I kept myself positive by thanking every cop I saw; the course is on A1A so there's tons of traffic to redirect, and the officers did a wonderful job of it. I thanked all the volunteers. I smiled at other runners and pedestrians.

I finally stopped to pee around mile 16. I didn't pause my watch at all; I think that made a huge difference in my being able to keep on pace. I knew I'd lost some time and knew I had to keep going.

I started to barter with myself around mile 17. I knew I could get to 20. I kept saying, "When you get to 20, we can talk, but you know you can do 20, so just do it. Just get there. You're fighting for a PR, and it turns out PRs take work, so fight for it!"
At 19 I took my first walk break, but Matt texted that they had a banana and Coke at mile 20.5, so I picked it up again. At mile 20, Steph ran out to meet me and distracted me from my wall.
Running with Stephie was such a morale boost!
I could feel the Coke rejuvenating me. Off I went again; once I got to mile 22, the beach was back in sight and I knew the final stretch was here. I walked again briefly, but I was determined to meet my goal and I was keeping a sharp eye on my pace-time tattoo. I knew the walk breaks were mostly mental because I was in the same amount of pain no matter when I did, so in the end I just bore down and dug deep.
(Steph posted a Snap Story of the day; she caught some cute moments.)

At mile 24 I got really emotional. I was in pain, but a weird sort of calm had taken over. I wasn't going to stop. I was so close I could taste it.
At mile 25 a seagull flew dangerously close to my head and I thought, "If that bird hits me, I'll fall over, and that'll be it. My race will be over. I'll never get back up."

At 26 I saw the clock and couldn't stop grinning. I felt like a lunatic. The tears were close. The second I crossed the line, I dissolved into tears; big, disbelieving sobs. I had done it. I had fought for this PR, this redemption, this vindication of my training, and I had done it. I freaking earned it, every step.

Kristina got a great picture of me finishing.
My pacing tattoo was for a 5:30 finish. I finished in 5:25:27...a 16-minute PR!
Tears and a coke. Perfection.
Matt, Oden, Steph, and Kristina found me. There were the usual post-race things: massage, disjointed recapping of the major highlights, a shower, a huge brunch.
How crazy is this medal? The turtle is a locket and is really cute, and I love the color and sand dollar, but that marlin is so weird.
How do you replenish after burning thousands of calories? Cheesy eggs, bacon, chocolate milk, and a chocolate chip GF Belgian waffle, how else?!
I had quite a few messages from friends that made me laugh. I guess running the full secretly was worth it in the end! It was fun to see all the "wait wait, you did the FULL?!" comments.

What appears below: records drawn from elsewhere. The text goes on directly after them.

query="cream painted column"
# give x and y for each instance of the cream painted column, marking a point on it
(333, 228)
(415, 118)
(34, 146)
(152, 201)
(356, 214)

I honestly didn't keep it a secret to trick anyone, but the reaction was pretty entertaining.

Matt had booked a beautiful hotel room for Valentine's Day and my birthday. When we checked in, the bellhop was all, "You're in room 1429? That's the best room in the hotel!" And he was right; the balcony view was unbeatable.
We took a nap, had dinner with Oden, and then I opened my birthday gifts from Matt.
I've been wanting a new menorah, and Matt found some beautiful handmade ones at Art Fest this year.
Last year I saw these lemon paintings at Art Fest and really wanted one for our kitchen; he remembered! I can't wait to get it framed!
It was the perfect end to a perfect weekend and the perfect way to say goodbye to my 20s. I couldn't have asked for better.